In terms of priorities for China, the current five-year plan and the longer-term plan ending 2035 have four objectives. First, achieving more self-subsistence in terms of core technology and vital supply chains, mainly as a result of the changing external environment. Second, extracting more domestic growth through upgrading consumption and urbanisation. Third, further cleaning up the environment with its new carbon neutral target. And fourth, China wants to continue to open up and achieve high-quality interaction with the rest of the world, particularly in areas of financial market integration. That should present a potentially big opportunity for global investors.
Chris Iggo: Do you think governments are doing enough to lead the private sector in meeting the Paris Agreement climate objectives, and is the private sector doing enough to support governments?
Hans Stoter: In terms of the order and urgency that issues are addressed by policy makers, the current health crisis must be number one, and immediately following that the economic crisis or recession recovery - and the social crisis that goes with it, as people are impacted because of COVID-19.

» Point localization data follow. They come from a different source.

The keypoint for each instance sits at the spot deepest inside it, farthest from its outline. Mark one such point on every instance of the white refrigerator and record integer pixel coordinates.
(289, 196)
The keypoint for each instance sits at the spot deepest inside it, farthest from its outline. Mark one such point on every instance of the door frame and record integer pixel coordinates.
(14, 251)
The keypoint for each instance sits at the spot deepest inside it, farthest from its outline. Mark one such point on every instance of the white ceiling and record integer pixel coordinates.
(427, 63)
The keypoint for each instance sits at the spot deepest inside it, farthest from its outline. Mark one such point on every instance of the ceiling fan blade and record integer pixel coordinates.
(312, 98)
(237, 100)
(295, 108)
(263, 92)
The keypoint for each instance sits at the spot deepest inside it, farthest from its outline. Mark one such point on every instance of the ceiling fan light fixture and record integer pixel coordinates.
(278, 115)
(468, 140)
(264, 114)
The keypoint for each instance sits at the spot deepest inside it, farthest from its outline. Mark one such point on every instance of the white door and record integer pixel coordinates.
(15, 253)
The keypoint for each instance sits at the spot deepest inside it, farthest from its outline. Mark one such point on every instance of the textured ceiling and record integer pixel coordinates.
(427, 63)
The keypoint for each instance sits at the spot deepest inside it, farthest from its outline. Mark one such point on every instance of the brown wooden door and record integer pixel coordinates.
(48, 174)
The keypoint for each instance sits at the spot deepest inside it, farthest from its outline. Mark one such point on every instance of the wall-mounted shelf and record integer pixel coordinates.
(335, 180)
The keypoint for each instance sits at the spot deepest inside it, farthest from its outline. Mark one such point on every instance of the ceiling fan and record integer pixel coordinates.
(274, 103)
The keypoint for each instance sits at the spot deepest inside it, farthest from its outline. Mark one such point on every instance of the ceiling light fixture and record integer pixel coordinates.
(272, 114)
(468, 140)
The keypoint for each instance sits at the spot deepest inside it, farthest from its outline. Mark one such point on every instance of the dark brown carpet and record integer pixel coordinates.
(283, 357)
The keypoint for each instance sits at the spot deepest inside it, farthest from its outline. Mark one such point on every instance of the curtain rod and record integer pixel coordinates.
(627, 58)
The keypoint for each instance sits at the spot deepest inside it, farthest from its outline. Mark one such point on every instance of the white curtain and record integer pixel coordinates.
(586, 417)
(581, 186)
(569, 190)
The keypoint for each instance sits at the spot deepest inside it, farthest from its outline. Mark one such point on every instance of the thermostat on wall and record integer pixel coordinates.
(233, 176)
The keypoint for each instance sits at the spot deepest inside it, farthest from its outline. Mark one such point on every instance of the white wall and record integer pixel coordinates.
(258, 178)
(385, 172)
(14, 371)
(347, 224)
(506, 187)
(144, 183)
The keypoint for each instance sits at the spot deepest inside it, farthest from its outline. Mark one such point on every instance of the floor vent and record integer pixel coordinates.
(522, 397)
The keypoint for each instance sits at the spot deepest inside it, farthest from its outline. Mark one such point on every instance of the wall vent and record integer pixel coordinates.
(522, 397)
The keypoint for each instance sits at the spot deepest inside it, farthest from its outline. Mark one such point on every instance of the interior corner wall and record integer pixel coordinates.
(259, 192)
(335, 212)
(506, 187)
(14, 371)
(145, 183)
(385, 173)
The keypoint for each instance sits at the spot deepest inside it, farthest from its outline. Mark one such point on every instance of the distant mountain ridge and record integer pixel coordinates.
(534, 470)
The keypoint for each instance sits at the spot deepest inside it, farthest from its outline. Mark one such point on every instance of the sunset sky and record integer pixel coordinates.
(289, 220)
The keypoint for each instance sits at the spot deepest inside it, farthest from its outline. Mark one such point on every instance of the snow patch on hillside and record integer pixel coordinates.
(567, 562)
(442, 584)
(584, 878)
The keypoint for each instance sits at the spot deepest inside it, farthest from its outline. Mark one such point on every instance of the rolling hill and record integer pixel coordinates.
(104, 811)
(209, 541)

But the climate and biodiversity crises need to be addressed as well, though it is a challenge for policymakers to do all three of these things at the same time. We as asset managers and owners are ready to do our piece to support the financing of the needed transition and engage with our investee companies, so they can make important changes. But I think we could have a bit more help from policymakers.
Jean-Claude Juncker: I couldn’t more agree with what you are saying. After the end of the pandemic the climate crisis will still be there, and even during our dealings with the pandemic crisis, we should not forget that the climate crisis is still here. We have to focus our attention on carbon neutrality for the coming decades. I think that public budgets need to support the efforts made by private companies to fight the climate crisis and we have to combine our efforts from the public policymaker side and on the private company side. The pandemic is a moment in our short-term history, and climate change is a major threat for the future of humankind.